Socialism cannot be yours. It belongs to the people. 'My socialism' can literally be argued as something that does not exist.
No, he provided a link to the site that has 20 different contradicting informations.
From his site:
"According to the Food and Agricultural Organization, the minimum amount of land needed for self-sustainable food in North America or Western Europe is 17 acres per person. "
"An infographic by 1BOG.org breaks it down to about 2 acres of land for a family of four. This includes approximately 12,000 sq. feet for wheat, 65 for eggs, 2640 for corn, 100 for dairy, 207 for meat, and 77,000 square feet for vegetables."
"Proponents of aquaponics say that 90% of our dietary needs can be grown in 50 square feet."
"Permaculture advocates say that ¼ acre per person is adequate when permaculture is combined with poultry, fruit trees, and possibly aquaponics."
"Clive Blazey in his book The Australian Vegetable Garden (Amazon Link) claims that 42 square meters of space is enough to support four people."
"John Seymour in his book The New Complete Guide to Self-Sufficiency (Amazon Link) says that 5 acres is enough to be food sufficient in high-rainfall areas of the UK."

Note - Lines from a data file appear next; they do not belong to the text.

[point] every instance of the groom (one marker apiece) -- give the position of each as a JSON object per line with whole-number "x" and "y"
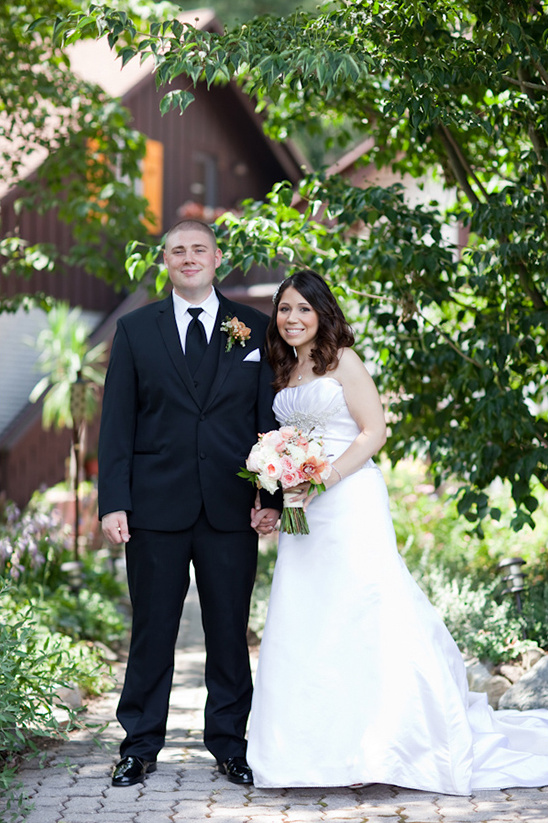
{"x": 182, "y": 408}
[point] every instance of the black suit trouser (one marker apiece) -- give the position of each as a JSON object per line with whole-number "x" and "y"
{"x": 158, "y": 576}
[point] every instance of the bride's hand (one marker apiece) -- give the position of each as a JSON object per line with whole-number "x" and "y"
{"x": 304, "y": 493}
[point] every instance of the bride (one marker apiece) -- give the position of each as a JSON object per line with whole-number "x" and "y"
{"x": 358, "y": 679}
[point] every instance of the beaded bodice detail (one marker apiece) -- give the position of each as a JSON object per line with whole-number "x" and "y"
{"x": 318, "y": 406}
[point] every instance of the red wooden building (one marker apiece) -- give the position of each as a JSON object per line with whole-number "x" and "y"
{"x": 214, "y": 155}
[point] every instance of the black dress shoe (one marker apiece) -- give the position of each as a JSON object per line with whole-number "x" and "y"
{"x": 237, "y": 770}
{"x": 131, "y": 770}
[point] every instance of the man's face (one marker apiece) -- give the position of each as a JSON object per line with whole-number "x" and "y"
{"x": 192, "y": 260}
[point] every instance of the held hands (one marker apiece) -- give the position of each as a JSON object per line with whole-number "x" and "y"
{"x": 115, "y": 529}
{"x": 264, "y": 520}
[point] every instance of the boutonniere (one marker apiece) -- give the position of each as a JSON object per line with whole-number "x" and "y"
{"x": 237, "y": 332}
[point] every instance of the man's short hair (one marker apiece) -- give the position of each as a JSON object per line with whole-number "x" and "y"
{"x": 191, "y": 223}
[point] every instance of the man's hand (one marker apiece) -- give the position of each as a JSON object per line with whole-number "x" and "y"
{"x": 264, "y": 520}
{"x": 115, "y": 528}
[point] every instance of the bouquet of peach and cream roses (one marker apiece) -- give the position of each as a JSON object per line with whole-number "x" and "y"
{"x": 284, "y": 458}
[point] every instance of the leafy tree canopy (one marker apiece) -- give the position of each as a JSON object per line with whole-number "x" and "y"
{"x": 48, "y": 114}
{"x": 456, "y": 89}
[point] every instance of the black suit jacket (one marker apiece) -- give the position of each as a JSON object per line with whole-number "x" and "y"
{"x": 164, "y": 452}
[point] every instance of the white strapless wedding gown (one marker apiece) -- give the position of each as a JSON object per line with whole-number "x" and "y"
{"x": 358, "y": 680}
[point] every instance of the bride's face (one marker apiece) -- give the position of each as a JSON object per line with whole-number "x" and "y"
{"x": 297, "y": 321}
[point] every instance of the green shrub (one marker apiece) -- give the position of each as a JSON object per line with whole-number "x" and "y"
{"x": 35, "y": 548}
{"x": 34, "y": 665}
{"x": 456, "y": 567}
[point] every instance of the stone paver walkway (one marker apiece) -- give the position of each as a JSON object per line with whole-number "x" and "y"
{"x": 75, "y": 787}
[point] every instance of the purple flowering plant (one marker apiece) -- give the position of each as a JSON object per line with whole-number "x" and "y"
{"x": 33, "y": 542}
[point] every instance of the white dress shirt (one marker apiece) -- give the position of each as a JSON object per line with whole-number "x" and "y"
{"x": 209, "y": 307}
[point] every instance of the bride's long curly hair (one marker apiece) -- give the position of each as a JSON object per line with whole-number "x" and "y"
{"x": 333, "y": 333}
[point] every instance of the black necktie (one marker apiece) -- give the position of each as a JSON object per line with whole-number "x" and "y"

And then the site cocludes that if you are a vegan, you need at least 5 acres of land for yourself...
On 5 acres of land, every year you can produce 50 tonnes of food if you are a beginner. So basically, unless everyone in america eats 100 kg of food every day, this is not a valid source.
I mean, just googling the sites that make claim without providing evidence is the same as if he himself made that baseless claim.
I simply asked for calculations, the source of the claim. His sources are just claims unsupported by calculations.
They provide the link in their case.
"the minimum amount of land needed for self-sustainable food in North America or Western Europe is 17 acres per person."
Can I get the link as I cant seem to find the idiotic site that claimed something like this.
1 acre of land produces, in bad conditions, 10 tonnes of food per year. Average person eats 1 ton of food per year at best.
he just doesn't know how to respond against your galaxy brain economic system.
You got about 2 hours to post an argument or you forfeit. I dont mean to be annoying, if you want to forfeit i dont care. This is just in case you forgot about debate.
I dont know exactly how to name this Socialism. I can find some similar examples of it in worker coops around the world, but it doesnt seem to have some special name.
It is very similar to Kim Jong Ils Juche system of self reliance in food production in its general principle. However, instead of applying it to a country as a whole and dividing a country on those who produce food and those who dont, I applied it to every individual so that every individual produces food for himself and as such achieving self reliance in food production.
It is based upon some principles of Juche. But the organization itself is based upon something like union of the workers coops in combination with equal distribution of the land to ensure food production. Basically, instead of dividing society on those who produce food and those who dont, in this Socialism everyone owns a piece of land and produces food for himself.
This saves resources, gives the incentive to produce quality and quantity, as the more you produce the more you will have.
What is "My socialism"? Juche?
Good luck to both debaters, seems like a fun topic!